This veto could cost Pluto operator Woodside hundreds of millions of dollars, threatening a project that the company says is already endangered by the Western Australian government's gas reservations policy.
The Australian newspaper today reported that Woodside had proposed to have the Burrup site in Western Australia declared an open access facility and to finance a sixth gas-processing train.
The move would involve an investment of $20 billion and would let Pluto gas be processed along with gas from existing NWS reservoirs.
The plan would have saved Woodside hundreds of millions of dollars because it would not need a greenfields site, which would cost $6.6 billion, from the existing plant.

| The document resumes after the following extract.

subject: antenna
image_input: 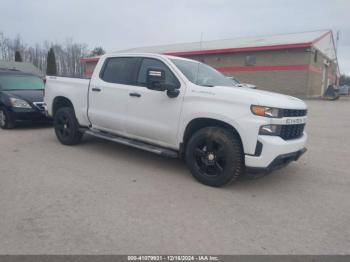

Given high steel prices and the current tight labour and contracting market, it is also unlikely that Pluto, Gorgon and further North West Shelf and Darwin LNG expansions could be built at the same time.
The other NWS export phase partners, BHP Billiton, BP, Chevron, Shell and the Mitsubishi-Mitsui joint venture, Japan Australia LNG, are thought to have rejected the plan because they are competitors for international LNG sales, according to the Australian.
Woodside owns 100% of the Pluto reservoir, 190km northwest of Karratha, and is eager to commercialise it as soon as possible.
It has been fast-tracking the development of an onshore LNG development on the Pluto gas field, which was discovered in April 2005. The field is estimated to contain over 4 trillion cubic feet of gas.
Woodside aims to sell an initial 4 million tonnes of LNG from Pluto per year.
Gas reservations threaten Pluto: Woodside
The company is still in talks with WA Premier Alan Carpenter over demands it put aside 15% of Pluto reserves to meet future domestic gas needs.
The Australian reported that Woodside is considering an independent arbitrator to determine if domestic gas supply is commercially viable for Pluto.
But it is understood Woodside believes Pluto is not viable as an LNG project if part of the reservoir is barred from export LNG.